# Best time to breed?



## BoerMaster23 (Nov 8, 2012)

I have 6 boer/kiko cross nannies I'm wanting to breed in the last week of this month so they will kid in early spring, but I was wanting to know what you guys think is the best time just curious?
Thank You!


----------



## ksalvagno (Oct 6, 2009)

I think the best time is what works for your farm.

I like winter kidding because by the time coccidia is in full swing, my kids are older. I'm also home and can be right there when they kid. Plus there isn't a lot going on so I can spend more time with the kids. But I have dairy goats.

Some people breed around the holidays where people would want goat meat.

But like I said, do what works best for you.


----------



## 20kidsonhill (Feb 28, 2011)

I like winter kidding because coccidiosis and worms are less of a problem and the kids can get a big headstart before the spring and summer. Also, harder on our does to have them nursing kids in the late spring/summer months. 
Also, our fairs are mostly August/September and we need our goats to be 80 to 100 lbs at that time, so we need to kid December through February to have the proper weights for our wether market. 

I also find that doelings for replacement sell much better in the springtime. so I like for them to be weaned and available my April and May. Lots of people are thinking about expanding and starting new adventures in the spring. 

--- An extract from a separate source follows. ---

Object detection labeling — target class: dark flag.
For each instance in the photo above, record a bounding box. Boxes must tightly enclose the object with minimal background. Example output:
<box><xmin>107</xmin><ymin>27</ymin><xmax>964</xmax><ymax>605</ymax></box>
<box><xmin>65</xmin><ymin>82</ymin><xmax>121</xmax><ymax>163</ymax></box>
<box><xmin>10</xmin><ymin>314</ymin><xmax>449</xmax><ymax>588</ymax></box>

Also, the meat market is normally lowest in June through September and starts to go up again in October/November, so you either need to sell your meat kids May or sooner or hold them until late fall.


----------



## 8566 (Jul 18, 2012)

I'm not sure what your market is but I would have to give the obvious .... when the does are ready and you'll be there for kidding.


----------



## nancy d (Oct 5, 2007)

By the time our Boers are ready it's fall when they are over a year old. We usually kid Jan-March for the reasons stated above.


----------